Selbst fünfhundert Seiten sind für soviel Stoff und so viel Personal nicht üppig bemessen. Deswegen gibt Pérez-Reverte vom ersten Satz an Gas, schlägt ein derart fulminantes Erzähltempo an, als säße ihm der Leibhaftige im Nacken, und vergisst glücklicherweise nicht, seine Leser vom ersten Moment an fest umklammert mit auf die Reise zu nehmen. Die Gegenwart des Jahres 1966 und die beiden Vergangenheitsebenen verzahnt er in schnellen Gegenschnitten, meist erfolgt der Zeitsprung schon nach einer Handvoll Absätze, wobei konsequent Präsens und Imperfekt für die jeweiligen Ebenen benutzt werden. Dieses erzählerische Pingpongspiel in Hochgeschwindigkeit geht allerdings ein wenig auf Kosten von Atempausen, die man für eine tiefere Beschäftigung mit der Epoche und den Figuren hätte nutzen können.

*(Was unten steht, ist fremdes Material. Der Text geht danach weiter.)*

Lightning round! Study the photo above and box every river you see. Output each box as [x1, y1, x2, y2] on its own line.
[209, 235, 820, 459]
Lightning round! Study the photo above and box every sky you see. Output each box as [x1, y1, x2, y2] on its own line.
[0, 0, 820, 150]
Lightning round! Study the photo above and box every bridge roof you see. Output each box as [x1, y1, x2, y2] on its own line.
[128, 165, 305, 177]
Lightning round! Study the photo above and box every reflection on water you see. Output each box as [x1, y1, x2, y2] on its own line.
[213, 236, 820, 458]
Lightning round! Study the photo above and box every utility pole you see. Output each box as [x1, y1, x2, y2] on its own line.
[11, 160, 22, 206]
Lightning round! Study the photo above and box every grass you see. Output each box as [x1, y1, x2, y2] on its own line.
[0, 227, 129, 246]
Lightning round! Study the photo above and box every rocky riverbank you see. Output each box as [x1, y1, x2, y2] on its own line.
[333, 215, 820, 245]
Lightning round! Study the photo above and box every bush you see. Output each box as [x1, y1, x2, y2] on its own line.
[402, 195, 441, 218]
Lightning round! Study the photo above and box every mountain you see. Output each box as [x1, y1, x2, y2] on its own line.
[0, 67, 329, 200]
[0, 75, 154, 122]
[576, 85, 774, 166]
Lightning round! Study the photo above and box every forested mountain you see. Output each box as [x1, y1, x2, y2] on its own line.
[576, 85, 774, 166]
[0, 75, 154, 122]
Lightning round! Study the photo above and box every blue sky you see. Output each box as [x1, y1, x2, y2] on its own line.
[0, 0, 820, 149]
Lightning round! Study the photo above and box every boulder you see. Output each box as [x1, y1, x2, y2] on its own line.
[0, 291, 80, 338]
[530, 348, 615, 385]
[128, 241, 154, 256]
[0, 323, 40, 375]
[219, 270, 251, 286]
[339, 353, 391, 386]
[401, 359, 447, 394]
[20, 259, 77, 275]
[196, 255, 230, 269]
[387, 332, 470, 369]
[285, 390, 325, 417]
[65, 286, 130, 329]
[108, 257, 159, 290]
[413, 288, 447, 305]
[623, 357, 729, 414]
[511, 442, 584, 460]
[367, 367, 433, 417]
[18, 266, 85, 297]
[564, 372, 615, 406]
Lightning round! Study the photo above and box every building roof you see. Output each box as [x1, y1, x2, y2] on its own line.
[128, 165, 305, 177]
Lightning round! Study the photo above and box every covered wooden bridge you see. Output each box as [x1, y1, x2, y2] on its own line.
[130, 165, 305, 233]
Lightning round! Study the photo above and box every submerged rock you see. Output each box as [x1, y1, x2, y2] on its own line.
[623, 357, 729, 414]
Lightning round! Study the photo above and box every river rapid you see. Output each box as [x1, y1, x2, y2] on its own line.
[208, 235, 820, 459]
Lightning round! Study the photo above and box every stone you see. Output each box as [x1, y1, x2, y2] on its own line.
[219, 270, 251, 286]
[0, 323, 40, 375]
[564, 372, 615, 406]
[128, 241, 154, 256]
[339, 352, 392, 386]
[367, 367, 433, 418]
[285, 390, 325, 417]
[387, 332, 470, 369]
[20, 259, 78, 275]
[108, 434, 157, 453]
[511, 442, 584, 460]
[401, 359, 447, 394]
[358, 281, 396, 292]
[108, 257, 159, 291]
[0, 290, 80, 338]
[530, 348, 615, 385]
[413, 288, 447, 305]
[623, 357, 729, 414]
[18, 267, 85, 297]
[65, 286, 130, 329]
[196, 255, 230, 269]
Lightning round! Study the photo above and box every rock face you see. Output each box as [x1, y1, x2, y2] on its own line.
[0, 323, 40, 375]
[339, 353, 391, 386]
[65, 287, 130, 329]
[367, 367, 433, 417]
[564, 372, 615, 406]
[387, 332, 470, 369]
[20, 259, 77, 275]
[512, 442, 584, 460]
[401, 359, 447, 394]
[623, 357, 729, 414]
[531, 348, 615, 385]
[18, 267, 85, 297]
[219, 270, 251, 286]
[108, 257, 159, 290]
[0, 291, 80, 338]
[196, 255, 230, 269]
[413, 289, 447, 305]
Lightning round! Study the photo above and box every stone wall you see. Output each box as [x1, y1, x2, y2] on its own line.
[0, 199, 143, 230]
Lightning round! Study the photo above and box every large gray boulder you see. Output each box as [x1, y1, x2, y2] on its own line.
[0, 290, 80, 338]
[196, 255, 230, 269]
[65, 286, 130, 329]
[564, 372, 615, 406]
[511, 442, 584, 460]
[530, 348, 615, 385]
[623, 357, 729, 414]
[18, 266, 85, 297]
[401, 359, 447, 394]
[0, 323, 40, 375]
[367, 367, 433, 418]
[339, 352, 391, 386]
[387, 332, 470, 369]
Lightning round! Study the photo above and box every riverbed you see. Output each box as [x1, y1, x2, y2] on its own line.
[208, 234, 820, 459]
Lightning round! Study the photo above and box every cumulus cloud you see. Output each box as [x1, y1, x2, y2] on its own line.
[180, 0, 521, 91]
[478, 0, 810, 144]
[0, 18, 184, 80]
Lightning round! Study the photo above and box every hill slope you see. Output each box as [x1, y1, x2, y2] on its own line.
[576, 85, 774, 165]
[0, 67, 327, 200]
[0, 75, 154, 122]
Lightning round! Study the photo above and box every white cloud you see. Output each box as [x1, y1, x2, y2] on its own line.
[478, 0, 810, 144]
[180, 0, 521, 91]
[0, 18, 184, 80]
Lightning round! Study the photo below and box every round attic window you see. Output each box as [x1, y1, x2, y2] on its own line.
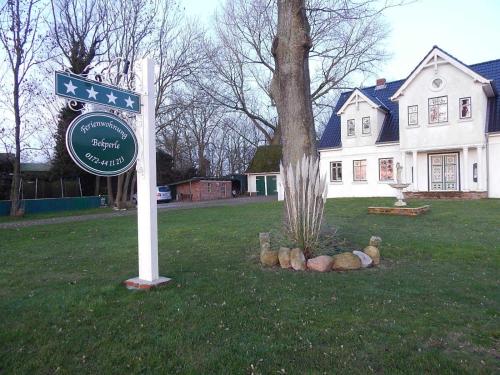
[431, 77, 445, 91]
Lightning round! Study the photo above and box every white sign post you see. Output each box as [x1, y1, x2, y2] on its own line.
[125, 59, 170, 289]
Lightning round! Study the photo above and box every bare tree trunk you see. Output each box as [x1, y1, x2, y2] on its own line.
[115, 173, 125, 209]
[130, 172, 137, 204]
[106, 177, 115, 207]
[271, 0, 317, 167]
[122, 167, 135, 207]
[94, 176, 101, 196]
[10, 58, 21, 216]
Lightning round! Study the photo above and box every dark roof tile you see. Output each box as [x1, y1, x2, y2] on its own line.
[319, 47, 500, 149]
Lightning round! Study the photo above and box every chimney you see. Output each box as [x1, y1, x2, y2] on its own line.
[375, 78, 385, 90]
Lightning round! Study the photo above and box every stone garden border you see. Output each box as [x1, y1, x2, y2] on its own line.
[259, 232, 382, 272]
[368, 204, 431, 216]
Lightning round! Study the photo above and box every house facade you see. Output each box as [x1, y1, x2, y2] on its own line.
[245, 145, 283, 200]
[319, 46, 500, 198]
[170, 177, 232, 202]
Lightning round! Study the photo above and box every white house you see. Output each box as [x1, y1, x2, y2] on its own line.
[319, 46, 500, 198]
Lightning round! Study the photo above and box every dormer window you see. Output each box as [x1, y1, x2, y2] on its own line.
[361, 117, 371, 134]
[429, 96, 448, 124]
[408, 105, 418, 126]
[347, 119, 356, 137]
[460, 97, 472, 119]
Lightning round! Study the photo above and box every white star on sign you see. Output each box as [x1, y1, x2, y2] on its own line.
[106, 91, 116, 104]
[87, 86, 98, 100]
[125, 96, 134, 108]
[64, 80, 77, 95]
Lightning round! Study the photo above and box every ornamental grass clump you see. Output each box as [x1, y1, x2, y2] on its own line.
[280, 155, 326, 258]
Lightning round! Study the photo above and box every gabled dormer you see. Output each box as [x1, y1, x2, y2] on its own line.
[390, 46, 495, 101]
[391, 46, 495, 150]
[336, 87, 398, 147]
[319, 79, 403, 149]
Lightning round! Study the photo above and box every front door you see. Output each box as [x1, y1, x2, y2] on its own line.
[255, 176, 266, 195]
[429, 153, 459, 191]
[266, 176, 278, 195]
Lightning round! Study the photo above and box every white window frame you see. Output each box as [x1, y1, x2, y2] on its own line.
[361, 116, 372, 135]
[352, 159, 368, 182]
[427, 95, 448, 125]
[458, 96, 472, 120]
[347, 118, 356, 137]
[408, 104, 418, 126]
[330, 161, 342, 182]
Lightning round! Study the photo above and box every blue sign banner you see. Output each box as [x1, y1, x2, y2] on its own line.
[55, 71, 141, 113]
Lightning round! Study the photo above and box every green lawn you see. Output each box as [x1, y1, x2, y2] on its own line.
[0, 199, 500, 374]
[0, 207, 113, 224]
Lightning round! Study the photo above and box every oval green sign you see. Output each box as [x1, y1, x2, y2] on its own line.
[66, 112, 137, 176]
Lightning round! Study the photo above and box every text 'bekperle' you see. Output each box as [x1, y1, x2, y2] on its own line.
[92, 138, 120, 151]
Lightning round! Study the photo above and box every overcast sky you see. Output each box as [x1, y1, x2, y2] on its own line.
[184, 0, 500, 86]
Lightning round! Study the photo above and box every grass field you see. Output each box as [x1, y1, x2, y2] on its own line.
[0, 207, 113, 224]
[0, 199, 500, 374]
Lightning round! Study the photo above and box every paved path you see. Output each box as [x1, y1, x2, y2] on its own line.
[0, 197, 276, 229]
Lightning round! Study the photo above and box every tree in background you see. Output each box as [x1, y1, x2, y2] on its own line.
[199, 0, 387, 144]
[0, 0, 44, 216]
[50, 0, 109, 200]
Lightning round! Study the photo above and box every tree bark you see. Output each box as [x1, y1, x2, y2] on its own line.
[106, 177, 115, 207]
[115, 173, 125, 209]
[271, 0, 317, 166]
[94, 176, 101, 196]
[122, 166, 135, 207]
[10, 51, 22, 216]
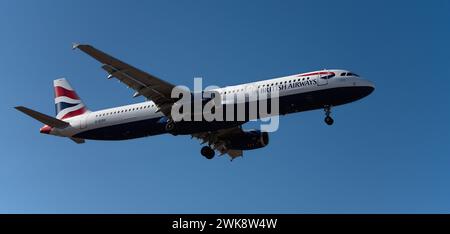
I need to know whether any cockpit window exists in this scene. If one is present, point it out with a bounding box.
[320,72,335,80]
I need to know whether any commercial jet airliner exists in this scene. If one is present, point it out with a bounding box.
[15,44,375,160]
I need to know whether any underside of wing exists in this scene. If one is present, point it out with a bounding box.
[74,44,180,116]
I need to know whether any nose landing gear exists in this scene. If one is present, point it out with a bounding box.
[166,119,175,132]
[200,146,216,159]
[324,105,334,125]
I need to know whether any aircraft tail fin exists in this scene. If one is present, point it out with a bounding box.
[53,78,89,119]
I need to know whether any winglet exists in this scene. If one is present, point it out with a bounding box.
[72,42,80,50]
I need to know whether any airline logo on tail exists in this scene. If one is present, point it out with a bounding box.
[53,78,88,119]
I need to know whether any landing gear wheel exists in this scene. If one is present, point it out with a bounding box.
[200,146,216,159]
[166,120,175,132]
[325,116,334,125]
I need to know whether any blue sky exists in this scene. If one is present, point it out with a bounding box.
[0,0,450,213]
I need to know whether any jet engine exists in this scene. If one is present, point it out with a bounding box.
[226,130,269,150]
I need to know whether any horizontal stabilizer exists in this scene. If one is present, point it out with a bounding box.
[14,106,69,128]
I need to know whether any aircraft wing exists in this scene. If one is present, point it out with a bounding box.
[73,44,180,116]
[192,126,243,161]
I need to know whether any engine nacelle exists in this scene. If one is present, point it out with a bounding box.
[227,130,269,150]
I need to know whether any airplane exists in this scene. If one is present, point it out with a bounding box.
[15,44,375,161]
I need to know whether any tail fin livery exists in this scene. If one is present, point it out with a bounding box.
[53,78,89,119]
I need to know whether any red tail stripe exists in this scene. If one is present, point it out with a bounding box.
[61,107,86,119]
[55,86,80,100]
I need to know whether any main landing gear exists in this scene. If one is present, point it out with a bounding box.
[200,146,216,159]
[324,105,334,125]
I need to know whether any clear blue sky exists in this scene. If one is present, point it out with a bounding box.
[0,0,450,213]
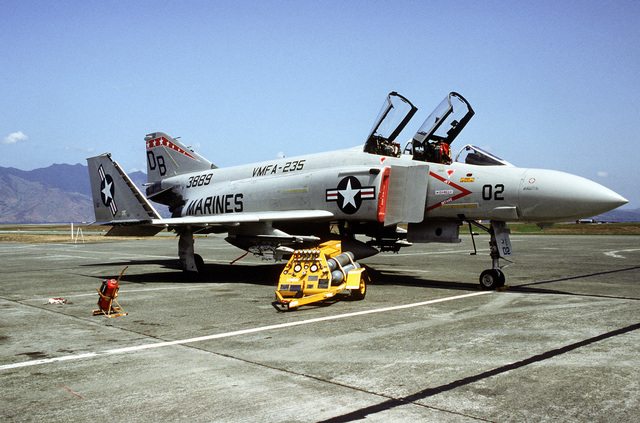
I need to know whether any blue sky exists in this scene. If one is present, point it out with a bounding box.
[0,0,640,208]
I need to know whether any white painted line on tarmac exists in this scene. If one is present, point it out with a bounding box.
[0,291,493,371]
[604,248,640,259]
[394,250,480,256]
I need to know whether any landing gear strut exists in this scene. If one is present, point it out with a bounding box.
[469,221,513,290]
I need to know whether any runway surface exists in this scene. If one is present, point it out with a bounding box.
[0,235,640,422]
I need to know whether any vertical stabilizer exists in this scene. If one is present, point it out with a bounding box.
[144,132,216,183]
[87,154,160,224]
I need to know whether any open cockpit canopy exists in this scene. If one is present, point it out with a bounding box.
[364,91,418,157]
[456,144,513,166]
[405,92,475,164]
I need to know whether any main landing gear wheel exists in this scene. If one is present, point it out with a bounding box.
[480,269,505,290]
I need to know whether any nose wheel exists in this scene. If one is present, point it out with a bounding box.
[480,269,505,290]
[469,221,513,290]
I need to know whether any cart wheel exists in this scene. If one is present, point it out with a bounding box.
[349,278,367,301]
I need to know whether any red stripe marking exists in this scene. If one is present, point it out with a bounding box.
[427,172,471,211]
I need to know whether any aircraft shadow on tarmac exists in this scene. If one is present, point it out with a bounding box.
[86,260,284,286]
[83,260,478,291]
[84,260,640,300]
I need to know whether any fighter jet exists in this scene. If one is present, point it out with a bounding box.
[87,92,627,289]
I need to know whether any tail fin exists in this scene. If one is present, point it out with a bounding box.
[144,132,217,183]
[87,154,160,225]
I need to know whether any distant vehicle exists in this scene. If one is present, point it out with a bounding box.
[87,92,627,289]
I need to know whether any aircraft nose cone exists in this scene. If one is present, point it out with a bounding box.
[520,169,628,222]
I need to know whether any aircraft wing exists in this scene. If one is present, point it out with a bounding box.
[107,210,333,236]
[151,210,333,226]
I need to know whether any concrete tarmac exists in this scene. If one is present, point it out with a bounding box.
[0,235,640,422]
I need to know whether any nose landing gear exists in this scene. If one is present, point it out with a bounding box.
[469,221,513,290]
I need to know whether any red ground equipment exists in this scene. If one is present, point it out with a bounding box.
[93,266,128,317]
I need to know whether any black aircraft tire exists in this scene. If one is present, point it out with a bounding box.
[349,279,367,301]
[193,254,204,274]
[480,269,505,291]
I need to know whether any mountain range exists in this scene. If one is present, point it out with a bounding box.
[0,164,640,223]
[0,164,147,223]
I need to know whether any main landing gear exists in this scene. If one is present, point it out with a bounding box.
[468,221,513,290]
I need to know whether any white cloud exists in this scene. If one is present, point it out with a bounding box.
[2,131,29,144]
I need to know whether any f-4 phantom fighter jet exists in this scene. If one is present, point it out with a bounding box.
[87,92,627,289]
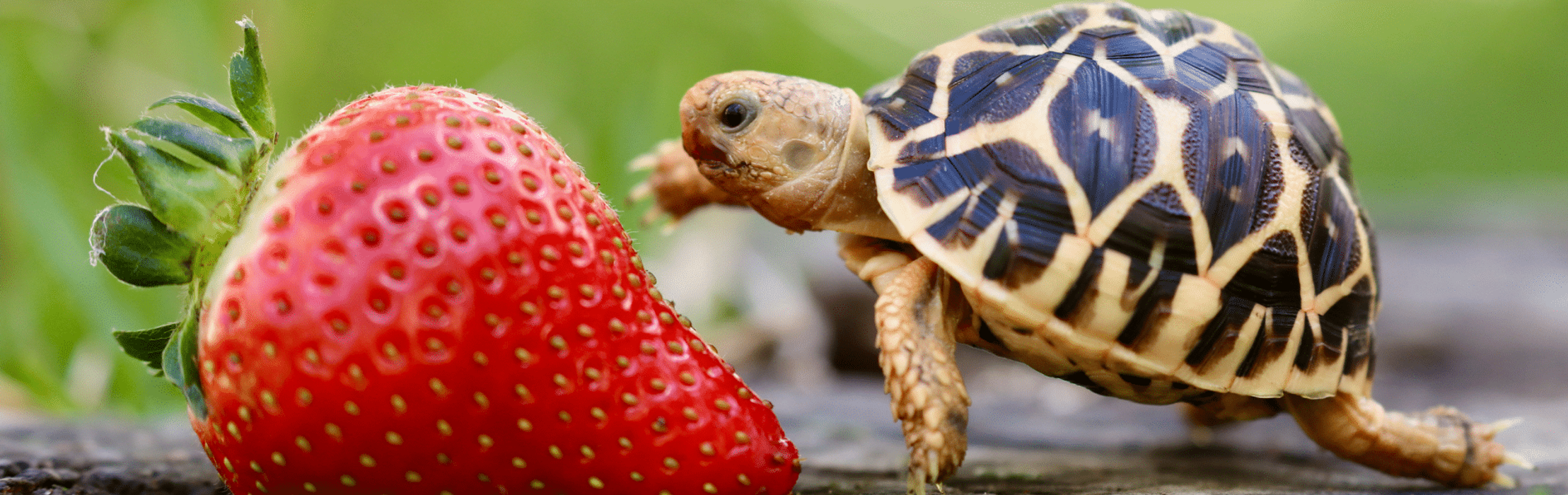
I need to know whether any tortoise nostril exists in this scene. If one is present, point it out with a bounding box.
[779,139,822,170]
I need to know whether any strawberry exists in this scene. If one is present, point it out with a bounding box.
[93,21,800,494]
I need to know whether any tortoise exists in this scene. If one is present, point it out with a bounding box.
[634,1,1527,492]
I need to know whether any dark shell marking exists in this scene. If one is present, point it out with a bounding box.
[866,3,1377,402]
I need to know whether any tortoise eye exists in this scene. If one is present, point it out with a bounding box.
[718,102,753,132]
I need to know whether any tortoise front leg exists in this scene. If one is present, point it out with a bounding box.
[839,233,974,494]
[1281,393,1529,487]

Vor allem die Protagonisten sausen so flott durch die Geschichte, dass sie manchmal schemenhaft bleiben. Andererseits nimmt sich Arturo Pérez-Reverte immer die Muße, mit einer Detailliebe an der Grenze zur Pedanterie Lokalkolorit, Dekoration und Requisiten seiner Geschichte zu schildern - von Zigarettenetuis über Seidenschals und Perlenketten bis hin zur Garderobe seiner Figuren, die mit einer akribischen, sonst nur von Modezeitschriften bekannten Ausführlichkeit gewürdigt wird.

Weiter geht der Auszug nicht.